Turning to the second term:

\[ \gamma_T^{-1}\left(\sum_t x_t\epsilon_t\right) = \begin{bmatrix}T^{-1/2} & \\ & T^{-3/2}\end{bmatrix} \begin{bmatrix}\sum\epsilon_t \\ \sum t\epsilon_t\end{bmatrix} = \begin{bmatrix}T^{-1/2}\sum\epsilon_t \\ T^{-1/2}\sum\frac{t}{T}\epsilon_t\end{bmatrix} \]

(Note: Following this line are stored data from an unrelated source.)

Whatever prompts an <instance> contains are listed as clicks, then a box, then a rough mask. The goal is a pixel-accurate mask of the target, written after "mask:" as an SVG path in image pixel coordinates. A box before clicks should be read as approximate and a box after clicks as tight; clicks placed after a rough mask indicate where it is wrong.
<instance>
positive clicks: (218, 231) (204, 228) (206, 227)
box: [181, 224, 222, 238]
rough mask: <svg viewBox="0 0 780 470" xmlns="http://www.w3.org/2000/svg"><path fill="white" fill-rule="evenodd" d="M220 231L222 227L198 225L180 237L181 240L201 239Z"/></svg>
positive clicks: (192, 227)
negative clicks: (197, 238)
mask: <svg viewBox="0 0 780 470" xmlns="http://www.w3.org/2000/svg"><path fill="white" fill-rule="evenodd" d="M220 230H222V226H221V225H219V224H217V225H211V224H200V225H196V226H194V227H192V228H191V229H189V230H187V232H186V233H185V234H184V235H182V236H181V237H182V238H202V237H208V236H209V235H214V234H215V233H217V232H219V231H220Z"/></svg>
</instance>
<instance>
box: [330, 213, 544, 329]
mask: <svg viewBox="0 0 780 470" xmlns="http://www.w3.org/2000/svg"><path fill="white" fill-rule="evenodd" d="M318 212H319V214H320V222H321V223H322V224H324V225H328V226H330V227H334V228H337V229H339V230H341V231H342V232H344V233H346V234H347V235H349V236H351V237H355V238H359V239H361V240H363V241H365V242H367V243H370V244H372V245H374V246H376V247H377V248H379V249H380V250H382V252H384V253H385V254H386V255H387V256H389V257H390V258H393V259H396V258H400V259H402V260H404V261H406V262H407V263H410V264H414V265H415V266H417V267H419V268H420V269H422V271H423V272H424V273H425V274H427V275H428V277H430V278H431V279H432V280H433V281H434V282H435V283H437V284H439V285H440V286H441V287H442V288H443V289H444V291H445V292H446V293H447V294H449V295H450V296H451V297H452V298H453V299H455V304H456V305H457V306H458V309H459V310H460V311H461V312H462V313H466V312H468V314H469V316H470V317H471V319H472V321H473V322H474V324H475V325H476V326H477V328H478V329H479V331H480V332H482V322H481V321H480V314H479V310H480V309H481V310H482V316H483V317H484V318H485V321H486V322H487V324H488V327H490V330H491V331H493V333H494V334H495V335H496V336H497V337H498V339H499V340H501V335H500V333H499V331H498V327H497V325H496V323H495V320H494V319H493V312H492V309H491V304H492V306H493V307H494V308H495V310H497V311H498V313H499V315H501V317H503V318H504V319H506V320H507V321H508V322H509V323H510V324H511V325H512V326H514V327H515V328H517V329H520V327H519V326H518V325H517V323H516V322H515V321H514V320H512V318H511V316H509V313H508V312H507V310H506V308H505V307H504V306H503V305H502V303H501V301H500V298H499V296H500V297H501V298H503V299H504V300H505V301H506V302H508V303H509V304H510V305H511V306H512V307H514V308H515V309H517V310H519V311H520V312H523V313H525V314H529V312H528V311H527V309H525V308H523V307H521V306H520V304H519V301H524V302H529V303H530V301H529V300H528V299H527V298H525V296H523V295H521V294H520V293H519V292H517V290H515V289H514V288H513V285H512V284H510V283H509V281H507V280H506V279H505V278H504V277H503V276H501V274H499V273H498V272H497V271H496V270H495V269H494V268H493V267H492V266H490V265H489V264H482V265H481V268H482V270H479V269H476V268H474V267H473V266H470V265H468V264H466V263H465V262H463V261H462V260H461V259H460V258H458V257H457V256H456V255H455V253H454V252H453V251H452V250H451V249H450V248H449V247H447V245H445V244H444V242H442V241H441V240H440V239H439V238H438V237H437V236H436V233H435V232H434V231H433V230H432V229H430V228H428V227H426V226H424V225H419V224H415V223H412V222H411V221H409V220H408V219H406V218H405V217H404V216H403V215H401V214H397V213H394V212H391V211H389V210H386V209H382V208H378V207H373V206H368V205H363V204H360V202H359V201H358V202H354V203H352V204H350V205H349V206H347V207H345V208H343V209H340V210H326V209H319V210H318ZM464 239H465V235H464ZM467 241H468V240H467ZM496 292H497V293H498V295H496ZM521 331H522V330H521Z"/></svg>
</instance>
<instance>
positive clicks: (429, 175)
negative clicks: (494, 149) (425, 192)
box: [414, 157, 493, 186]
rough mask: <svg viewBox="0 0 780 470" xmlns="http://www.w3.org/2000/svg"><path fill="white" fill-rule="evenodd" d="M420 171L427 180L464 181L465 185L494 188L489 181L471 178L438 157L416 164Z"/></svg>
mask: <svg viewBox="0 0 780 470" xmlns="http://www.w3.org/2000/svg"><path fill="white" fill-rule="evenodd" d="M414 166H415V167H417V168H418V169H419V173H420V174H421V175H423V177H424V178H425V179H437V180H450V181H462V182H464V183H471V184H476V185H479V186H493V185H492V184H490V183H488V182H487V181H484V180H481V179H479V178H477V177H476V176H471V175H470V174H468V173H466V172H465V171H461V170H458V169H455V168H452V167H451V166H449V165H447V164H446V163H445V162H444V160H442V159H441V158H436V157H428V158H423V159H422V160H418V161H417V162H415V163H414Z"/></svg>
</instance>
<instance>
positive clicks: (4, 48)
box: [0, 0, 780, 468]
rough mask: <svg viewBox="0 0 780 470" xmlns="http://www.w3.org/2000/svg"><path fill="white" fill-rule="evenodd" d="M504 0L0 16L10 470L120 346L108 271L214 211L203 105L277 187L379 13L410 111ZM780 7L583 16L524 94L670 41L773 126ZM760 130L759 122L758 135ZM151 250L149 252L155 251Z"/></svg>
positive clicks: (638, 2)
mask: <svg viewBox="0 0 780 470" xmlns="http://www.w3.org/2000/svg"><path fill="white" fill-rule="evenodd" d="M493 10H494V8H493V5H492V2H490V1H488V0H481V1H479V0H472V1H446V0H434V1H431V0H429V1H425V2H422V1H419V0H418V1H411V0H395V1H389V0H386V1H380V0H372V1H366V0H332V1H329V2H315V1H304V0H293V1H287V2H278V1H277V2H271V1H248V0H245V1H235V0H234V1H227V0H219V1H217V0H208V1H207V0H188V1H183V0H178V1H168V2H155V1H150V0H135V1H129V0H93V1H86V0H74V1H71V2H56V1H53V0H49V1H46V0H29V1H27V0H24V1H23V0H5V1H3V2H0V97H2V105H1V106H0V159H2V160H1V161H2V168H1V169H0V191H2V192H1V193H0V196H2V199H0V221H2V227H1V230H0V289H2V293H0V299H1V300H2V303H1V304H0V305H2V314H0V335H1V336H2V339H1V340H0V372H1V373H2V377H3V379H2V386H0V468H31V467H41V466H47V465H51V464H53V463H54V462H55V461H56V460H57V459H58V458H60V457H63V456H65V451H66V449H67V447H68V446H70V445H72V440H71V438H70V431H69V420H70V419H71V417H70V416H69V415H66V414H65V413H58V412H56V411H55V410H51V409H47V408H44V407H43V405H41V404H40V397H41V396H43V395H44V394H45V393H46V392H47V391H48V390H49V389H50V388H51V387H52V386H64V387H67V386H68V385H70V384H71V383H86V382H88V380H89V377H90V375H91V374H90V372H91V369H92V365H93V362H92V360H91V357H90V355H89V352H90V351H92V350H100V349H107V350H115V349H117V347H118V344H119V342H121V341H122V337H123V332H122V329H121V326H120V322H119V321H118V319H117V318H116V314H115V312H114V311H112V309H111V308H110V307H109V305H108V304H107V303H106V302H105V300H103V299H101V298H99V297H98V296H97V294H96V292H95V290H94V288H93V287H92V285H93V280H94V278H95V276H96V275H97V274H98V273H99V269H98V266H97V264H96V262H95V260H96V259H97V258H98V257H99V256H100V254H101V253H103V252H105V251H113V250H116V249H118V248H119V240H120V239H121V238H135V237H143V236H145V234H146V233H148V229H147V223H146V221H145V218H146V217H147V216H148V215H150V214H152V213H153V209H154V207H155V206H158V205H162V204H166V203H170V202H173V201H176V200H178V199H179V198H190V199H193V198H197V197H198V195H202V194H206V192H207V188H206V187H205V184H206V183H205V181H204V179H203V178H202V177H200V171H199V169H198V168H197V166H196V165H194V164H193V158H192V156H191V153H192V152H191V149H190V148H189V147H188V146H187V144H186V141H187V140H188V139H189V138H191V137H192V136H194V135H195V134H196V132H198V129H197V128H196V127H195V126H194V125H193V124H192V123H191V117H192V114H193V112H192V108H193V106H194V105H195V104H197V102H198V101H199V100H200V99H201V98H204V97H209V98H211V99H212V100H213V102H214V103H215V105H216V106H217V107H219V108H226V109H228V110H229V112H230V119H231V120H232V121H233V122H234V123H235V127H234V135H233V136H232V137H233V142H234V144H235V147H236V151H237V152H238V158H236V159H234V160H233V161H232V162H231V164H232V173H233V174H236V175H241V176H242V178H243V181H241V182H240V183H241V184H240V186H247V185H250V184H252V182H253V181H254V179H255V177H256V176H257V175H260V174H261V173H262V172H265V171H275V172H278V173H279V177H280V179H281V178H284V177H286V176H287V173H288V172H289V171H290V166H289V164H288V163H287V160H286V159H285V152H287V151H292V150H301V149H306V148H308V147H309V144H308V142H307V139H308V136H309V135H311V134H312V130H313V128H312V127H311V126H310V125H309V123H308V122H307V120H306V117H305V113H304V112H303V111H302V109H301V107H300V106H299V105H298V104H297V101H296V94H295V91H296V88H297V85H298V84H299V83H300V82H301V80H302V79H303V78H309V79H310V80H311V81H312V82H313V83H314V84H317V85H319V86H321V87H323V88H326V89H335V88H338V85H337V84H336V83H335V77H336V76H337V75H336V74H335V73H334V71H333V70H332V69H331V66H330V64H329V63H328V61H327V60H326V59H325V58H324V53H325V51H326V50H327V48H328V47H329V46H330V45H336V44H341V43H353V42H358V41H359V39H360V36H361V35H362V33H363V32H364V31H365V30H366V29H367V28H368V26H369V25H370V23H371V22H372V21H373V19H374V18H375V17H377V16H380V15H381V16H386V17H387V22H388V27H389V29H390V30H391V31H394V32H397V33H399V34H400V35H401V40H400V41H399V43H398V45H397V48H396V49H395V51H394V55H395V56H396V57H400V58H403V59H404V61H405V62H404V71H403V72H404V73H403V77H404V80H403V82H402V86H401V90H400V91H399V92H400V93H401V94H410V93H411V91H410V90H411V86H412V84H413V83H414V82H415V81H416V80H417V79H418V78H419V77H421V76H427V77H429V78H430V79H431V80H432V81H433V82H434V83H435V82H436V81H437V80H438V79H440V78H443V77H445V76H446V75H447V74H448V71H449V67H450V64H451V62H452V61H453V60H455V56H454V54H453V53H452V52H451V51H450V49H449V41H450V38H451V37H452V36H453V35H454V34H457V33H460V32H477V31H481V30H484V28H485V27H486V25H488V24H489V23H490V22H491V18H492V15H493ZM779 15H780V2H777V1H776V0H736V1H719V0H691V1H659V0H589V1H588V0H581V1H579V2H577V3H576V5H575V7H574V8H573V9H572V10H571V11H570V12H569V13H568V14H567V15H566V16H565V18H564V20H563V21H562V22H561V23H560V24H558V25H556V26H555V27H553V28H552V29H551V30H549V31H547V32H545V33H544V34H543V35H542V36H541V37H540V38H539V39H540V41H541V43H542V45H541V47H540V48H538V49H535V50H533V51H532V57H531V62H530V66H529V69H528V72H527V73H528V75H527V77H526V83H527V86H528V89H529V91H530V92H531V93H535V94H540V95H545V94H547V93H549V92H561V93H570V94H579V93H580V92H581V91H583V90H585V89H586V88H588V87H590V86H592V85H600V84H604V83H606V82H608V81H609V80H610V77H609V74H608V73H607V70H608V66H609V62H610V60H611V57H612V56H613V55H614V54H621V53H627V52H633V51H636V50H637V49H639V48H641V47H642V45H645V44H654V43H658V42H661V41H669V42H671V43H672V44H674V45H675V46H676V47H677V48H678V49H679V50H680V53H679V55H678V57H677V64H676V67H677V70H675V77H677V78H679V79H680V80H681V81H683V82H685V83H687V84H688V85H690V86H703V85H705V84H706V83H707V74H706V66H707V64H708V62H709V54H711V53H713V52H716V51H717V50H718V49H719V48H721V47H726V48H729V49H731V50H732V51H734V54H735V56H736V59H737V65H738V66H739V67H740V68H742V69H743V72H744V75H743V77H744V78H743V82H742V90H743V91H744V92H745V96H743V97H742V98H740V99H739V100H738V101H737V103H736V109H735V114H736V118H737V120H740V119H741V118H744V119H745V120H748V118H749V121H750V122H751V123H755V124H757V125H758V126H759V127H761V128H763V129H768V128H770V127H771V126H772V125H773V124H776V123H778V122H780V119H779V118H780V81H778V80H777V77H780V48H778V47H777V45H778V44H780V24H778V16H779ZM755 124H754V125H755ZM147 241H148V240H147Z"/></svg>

\(T^{-1/2}\sum\epsilon_t\to N(0,\sigma^2)\) by standard CLT. Observe that \(\zeta_t = \frac{t}{T}\epsilon_t\) is not serially correlated,

\[ \mathbb E(\zeta_t\zeta_{t-j})=\frac{t(t-j)}{T^2}\mathbb{E}(\epsilon_t\epsilon_{t-j})=0 \]

with stabilized variance

\[ \text{var}(T^{-1/2}\sum\zeta_t)=\frac{1}{T}\sum\text{var}\left(\frac{t}{T}\epsilon_t\right) = \frac{\sigma^2}{T^3}\sum t^2 \to \frac{\sigma^2}{3} \]

Therefore, \(T^{-1/2}\sum\frac{t}{T}\epsilon_t\to N(0,\frac{\sigma^2}{3})\). We also need to consider the covariance,

\[ \text{cov}(T^{-1/2}\sum\epsilon_t, T^{-1/2}\sum \frac{t}{T}\epsilon_t) = \frac{1}{T}\mathbb{E}\left(\sum\epsilon_t\sum\frac{t}{T}\epsilon_t\right) = \frac{\sigma^2}{T^2}\sum t \to \frac{\sigma^2}{2} \]

Therefore, we have

\[ \begin{bmatrix}T^{-1/2}\sum\epsilon_t \\ T^{-1/2}\sum\frac{t}{T}\epsilon_t\end{bmatrix} \to \begin{bmatrix} \sigma^2 & \frac{\sigma^2}{2} \\ \frac{\sigma^2}{2} & \frac{\sigma^2}{3} \end{bmatrix} = \sigma^2 Q \]

Finally, putting everything together,

\[ \gamma_T(\hat\beta-\beta)\to N(0, \sigma^2 Q^{-1}). \]

This means the usual OLS \(t\)-test and \(F\)-test are asymptotically valid, despite at different convergence rates. After all, trend-stationary process is stationary after de-trending. But unit root process is a totally different species.

Key Point Summary
  1. Trend-stationary process vs stochastic-trend process;
  2. Applying different convergence rates to OLS estimator;
  3. Usual \(t\)-test and \(F\)-test are still valid.